La Chine s’enfonce dans une crise économique, faut-il s’inquiéter ?

Le ralentissement économique en Chine est important et les derniers chiffres de juillet de la consommation, de la production industrielle et de l’investissement, tous décevants, montrent que le ralentissement s’aggrave. Les économistes s’attendent donc à ce que la Chine, qui a échappé de peu à une contraction de son PIB au dernier trimestre, affronte un deuxième semestre difficile. Plus inquiétant encore, dans un pays obsédé par la stabilité sociale, le taux de chômage des jeunes grimpe à près de 20 %, un record. En conséquence, la banque centrale chinoise a dû de toute urgence – et à la surprise générale – réduire les taux d’intérêt pour soutenir l’activité économique en rendant l’emprunt encore plus abordable.

Ce ralentissement important en Chine s’explique par deux raisons : l’impact de la politique « zéro Covid » et la crise immobilière actuelle. Cette politique du « zéro Covid » tourmente la Chine depuis des mois, comme on l’a vu avec le très strict couvre-feu de Shanghai au printemps dernier. Sa levée a été une bouffée d’air frais pour l’économie, mais la situation reste fragile et personne n’est à l’abri de fermetures d’usines inattendues une fois des cas positifs découverts. Cela reste la priorité du régime, comme l’a rappelé il y a quelques jours le président Xi Jinping lors d’un Politburo dédié à l’économie.

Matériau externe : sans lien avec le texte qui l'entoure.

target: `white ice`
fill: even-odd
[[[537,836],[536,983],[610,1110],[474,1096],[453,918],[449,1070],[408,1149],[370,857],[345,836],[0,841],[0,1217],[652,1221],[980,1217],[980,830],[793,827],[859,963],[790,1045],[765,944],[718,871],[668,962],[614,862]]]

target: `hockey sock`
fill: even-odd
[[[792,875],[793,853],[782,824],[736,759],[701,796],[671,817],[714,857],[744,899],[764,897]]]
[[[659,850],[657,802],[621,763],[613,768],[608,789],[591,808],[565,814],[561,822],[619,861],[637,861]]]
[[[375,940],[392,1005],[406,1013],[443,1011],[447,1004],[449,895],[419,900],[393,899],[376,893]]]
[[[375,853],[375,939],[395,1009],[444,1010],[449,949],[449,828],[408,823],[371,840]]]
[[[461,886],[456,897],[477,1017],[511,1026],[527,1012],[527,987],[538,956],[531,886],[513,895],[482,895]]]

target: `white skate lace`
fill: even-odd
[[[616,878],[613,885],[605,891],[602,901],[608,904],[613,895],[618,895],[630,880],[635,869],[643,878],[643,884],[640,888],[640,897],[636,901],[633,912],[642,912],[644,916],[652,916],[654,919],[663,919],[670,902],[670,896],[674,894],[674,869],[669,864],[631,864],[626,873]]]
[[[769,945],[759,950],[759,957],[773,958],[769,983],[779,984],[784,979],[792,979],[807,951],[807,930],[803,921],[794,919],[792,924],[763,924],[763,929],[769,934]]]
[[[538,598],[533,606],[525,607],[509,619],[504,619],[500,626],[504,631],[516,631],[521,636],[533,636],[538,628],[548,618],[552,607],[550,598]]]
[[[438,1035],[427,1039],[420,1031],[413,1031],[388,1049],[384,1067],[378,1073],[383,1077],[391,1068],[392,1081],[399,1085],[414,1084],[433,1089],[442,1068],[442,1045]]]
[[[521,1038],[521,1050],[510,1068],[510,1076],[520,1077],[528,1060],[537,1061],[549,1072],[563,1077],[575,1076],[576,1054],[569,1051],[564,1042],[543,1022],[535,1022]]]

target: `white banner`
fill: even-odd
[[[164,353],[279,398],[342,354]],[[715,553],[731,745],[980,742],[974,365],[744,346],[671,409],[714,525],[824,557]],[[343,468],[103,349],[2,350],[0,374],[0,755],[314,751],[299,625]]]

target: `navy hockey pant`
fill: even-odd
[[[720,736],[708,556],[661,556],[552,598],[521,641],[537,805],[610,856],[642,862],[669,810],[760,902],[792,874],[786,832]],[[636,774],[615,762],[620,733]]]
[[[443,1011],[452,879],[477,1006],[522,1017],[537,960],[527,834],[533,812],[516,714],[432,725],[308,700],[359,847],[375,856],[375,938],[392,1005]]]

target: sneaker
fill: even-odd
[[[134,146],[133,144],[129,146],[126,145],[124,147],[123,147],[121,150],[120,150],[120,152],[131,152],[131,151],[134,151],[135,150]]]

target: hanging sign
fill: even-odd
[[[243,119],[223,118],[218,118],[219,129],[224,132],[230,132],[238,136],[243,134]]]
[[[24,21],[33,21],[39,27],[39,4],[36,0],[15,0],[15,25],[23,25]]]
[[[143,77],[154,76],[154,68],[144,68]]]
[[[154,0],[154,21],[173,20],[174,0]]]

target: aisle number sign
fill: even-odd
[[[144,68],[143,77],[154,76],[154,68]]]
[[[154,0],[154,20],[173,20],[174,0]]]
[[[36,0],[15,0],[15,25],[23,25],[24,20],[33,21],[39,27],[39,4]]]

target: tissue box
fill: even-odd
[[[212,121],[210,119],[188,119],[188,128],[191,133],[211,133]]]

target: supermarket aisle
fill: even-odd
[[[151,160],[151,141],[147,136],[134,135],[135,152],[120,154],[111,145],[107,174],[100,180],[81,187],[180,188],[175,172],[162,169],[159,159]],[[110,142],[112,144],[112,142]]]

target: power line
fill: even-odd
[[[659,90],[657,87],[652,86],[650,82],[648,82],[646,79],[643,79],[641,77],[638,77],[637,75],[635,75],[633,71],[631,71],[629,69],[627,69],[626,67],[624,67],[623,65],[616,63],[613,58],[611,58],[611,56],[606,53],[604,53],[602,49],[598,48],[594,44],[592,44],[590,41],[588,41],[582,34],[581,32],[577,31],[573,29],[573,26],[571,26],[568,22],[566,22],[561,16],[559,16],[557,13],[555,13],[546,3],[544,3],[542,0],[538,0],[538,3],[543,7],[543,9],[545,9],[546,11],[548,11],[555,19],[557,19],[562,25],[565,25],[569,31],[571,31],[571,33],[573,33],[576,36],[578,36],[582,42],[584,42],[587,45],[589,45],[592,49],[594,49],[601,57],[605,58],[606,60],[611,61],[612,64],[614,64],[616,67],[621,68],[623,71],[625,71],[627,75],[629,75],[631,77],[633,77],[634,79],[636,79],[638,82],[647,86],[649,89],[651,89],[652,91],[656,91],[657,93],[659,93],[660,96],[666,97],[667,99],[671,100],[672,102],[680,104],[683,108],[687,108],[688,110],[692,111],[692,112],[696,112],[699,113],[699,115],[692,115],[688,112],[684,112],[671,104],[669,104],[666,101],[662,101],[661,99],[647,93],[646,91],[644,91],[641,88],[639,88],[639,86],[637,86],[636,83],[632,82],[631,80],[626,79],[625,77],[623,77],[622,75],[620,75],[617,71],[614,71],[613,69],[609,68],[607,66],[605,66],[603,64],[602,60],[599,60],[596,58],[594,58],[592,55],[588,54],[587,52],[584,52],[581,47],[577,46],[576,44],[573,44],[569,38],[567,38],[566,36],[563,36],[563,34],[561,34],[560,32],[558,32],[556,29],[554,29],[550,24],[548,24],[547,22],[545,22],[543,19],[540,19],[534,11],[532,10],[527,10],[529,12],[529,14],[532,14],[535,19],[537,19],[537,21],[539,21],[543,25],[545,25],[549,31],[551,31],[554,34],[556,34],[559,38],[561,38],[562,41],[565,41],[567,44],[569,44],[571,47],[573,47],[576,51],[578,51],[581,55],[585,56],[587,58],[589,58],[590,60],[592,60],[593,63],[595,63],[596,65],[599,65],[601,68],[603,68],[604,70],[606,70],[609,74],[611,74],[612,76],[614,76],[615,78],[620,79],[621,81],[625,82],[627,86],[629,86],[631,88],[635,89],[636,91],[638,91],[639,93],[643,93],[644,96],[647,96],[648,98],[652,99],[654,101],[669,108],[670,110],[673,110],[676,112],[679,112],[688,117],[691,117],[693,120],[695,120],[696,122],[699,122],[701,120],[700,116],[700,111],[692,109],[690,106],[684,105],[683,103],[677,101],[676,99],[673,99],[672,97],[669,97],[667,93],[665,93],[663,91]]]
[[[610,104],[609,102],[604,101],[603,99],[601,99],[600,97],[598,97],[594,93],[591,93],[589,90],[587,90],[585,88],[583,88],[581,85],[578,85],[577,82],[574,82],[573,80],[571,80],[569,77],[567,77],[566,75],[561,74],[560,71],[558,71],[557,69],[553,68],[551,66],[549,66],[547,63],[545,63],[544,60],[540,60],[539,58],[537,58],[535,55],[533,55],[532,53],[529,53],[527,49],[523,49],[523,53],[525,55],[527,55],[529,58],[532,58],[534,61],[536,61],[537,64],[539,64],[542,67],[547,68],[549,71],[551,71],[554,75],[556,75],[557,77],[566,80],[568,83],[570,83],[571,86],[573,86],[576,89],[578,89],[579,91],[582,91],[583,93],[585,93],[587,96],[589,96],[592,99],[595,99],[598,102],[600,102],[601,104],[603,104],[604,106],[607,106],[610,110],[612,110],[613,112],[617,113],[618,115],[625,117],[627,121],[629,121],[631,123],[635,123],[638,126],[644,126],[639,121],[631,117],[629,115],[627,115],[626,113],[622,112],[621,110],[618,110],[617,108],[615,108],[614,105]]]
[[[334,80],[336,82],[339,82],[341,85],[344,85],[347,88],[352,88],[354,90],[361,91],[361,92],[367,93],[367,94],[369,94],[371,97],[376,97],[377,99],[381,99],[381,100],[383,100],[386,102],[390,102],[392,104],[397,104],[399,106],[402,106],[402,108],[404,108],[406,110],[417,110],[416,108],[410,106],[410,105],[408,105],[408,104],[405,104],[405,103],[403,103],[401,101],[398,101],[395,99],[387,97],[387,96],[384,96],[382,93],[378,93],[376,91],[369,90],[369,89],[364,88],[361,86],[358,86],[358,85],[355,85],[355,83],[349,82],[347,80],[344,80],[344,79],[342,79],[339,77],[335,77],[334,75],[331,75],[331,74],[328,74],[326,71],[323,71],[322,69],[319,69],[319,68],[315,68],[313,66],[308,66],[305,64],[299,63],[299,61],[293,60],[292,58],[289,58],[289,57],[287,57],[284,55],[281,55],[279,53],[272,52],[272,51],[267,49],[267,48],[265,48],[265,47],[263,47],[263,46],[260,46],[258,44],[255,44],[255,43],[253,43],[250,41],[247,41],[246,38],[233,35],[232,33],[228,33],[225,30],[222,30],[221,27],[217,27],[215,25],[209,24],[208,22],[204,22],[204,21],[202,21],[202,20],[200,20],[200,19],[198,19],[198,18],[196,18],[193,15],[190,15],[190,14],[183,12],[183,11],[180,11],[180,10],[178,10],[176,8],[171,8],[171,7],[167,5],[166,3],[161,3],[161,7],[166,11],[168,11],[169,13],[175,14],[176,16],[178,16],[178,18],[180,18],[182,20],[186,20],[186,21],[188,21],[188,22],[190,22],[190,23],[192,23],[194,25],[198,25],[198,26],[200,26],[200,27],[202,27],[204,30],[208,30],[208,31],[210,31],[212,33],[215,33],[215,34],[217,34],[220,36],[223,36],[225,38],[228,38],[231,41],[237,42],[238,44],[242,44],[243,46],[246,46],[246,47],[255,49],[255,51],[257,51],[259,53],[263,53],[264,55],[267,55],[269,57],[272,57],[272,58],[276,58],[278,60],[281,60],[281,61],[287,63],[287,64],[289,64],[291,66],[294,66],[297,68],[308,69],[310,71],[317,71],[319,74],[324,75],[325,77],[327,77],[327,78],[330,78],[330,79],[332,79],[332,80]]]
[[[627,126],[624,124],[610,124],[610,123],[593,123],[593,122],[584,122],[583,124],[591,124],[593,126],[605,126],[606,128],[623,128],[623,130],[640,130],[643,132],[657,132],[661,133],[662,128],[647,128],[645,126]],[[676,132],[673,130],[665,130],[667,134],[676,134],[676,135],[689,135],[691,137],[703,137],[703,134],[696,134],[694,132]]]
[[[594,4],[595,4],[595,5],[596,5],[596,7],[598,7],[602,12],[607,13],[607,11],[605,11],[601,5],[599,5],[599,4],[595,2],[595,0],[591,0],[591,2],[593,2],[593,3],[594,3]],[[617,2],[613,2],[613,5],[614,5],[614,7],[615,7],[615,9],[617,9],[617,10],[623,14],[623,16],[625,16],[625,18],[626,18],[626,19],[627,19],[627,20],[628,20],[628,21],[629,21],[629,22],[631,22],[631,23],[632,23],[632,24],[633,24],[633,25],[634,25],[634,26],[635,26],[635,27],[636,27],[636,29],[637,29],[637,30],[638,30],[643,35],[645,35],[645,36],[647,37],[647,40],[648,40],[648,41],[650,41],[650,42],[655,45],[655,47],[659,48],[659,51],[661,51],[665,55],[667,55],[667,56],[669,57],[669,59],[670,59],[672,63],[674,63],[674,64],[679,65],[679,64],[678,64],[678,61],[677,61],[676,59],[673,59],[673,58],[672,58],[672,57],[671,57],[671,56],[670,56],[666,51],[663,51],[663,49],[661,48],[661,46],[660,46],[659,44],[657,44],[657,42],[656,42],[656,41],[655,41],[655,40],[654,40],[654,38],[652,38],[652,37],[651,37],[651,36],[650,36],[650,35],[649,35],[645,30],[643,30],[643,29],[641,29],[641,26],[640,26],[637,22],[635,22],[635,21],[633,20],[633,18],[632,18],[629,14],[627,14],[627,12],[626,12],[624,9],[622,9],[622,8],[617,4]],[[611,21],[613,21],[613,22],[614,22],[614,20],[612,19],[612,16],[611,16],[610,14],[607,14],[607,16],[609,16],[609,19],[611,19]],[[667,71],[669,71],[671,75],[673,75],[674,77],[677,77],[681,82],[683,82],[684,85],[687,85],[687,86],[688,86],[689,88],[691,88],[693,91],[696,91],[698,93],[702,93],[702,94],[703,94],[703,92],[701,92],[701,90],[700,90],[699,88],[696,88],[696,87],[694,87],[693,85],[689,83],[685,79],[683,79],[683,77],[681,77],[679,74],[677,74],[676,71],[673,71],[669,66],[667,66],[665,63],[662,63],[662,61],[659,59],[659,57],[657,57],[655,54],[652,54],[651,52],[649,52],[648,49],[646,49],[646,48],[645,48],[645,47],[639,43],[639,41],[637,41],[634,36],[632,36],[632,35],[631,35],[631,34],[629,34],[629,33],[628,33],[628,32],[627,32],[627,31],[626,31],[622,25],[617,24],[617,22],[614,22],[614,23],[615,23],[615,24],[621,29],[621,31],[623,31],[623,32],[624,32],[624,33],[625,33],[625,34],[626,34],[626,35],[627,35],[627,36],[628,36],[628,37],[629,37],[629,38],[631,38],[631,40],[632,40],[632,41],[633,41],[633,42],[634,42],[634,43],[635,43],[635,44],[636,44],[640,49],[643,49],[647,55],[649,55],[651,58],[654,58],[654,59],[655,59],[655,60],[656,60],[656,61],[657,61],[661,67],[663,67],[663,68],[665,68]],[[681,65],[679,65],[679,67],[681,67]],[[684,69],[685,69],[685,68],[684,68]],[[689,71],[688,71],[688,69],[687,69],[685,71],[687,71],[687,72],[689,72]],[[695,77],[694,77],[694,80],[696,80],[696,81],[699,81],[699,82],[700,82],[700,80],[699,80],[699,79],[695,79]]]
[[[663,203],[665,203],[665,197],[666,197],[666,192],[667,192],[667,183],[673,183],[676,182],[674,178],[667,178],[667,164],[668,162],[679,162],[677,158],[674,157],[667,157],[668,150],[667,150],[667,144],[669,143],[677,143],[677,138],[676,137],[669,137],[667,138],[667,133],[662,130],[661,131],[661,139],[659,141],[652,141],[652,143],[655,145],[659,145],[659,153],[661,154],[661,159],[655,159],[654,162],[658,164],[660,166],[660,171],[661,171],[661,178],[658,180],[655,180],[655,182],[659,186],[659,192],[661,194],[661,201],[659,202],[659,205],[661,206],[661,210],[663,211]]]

L’autre point noir est donc la crise immobilière sans précédent qui secoue les banques et le gouvernement. Symbole de cette crise, le promoteur Evergrande, toujours en souffrance et endetté de 300 milliards de dollars. Mais ce n’est pas le seul, et de plus en plus de constructeurs doivent interrompre leurs chantiers faute d’argent, provoquant la colère de leurs clients particuliers qui refusent de rembourser leur emprunt immobilier. Aux dernières nouvelles, environ 200 projets immobiliers dans une cinquantaine de villes seraient concernés par ce boycott des remboursements. L’immobilier, autrefois moteur de la croissance chinoise, représentant un quart du PIB, bat son plein.

A partir du moment où la deuxième économie mondiale – après les Etats-Unis – se met à vaciller, ce n’est plus bon pour personne. Cette contre-performance pèsera inévitablement sur la croissance mondiale cette année. La Chine n’est pas seulement l’usine du monde, mais aussi un client important pour nos compagnies de luxe ou d’aviation, qui pourraient être affectées par une baisse de la demande chinoise. La Chine est également une classe moyenne aisée qui a amené le tourisme en France avant Covid et risque de le manquer pendant un certain temps encore en raison des restrictions sanitaires.

Mais ce ralentissement n’a pas seulement des conséquences négatives pour nous, il soulage également la pression sur les matières premières et le pétrole en particulier. Les Chinois sont les premiers importateurs mondiaux d’hydrocarbures et la publication de mauvaises données économiques en juillet a fait chuter le prix du baril de Brent, ce qui est une bonne nouvelle pour les prix à la pompe.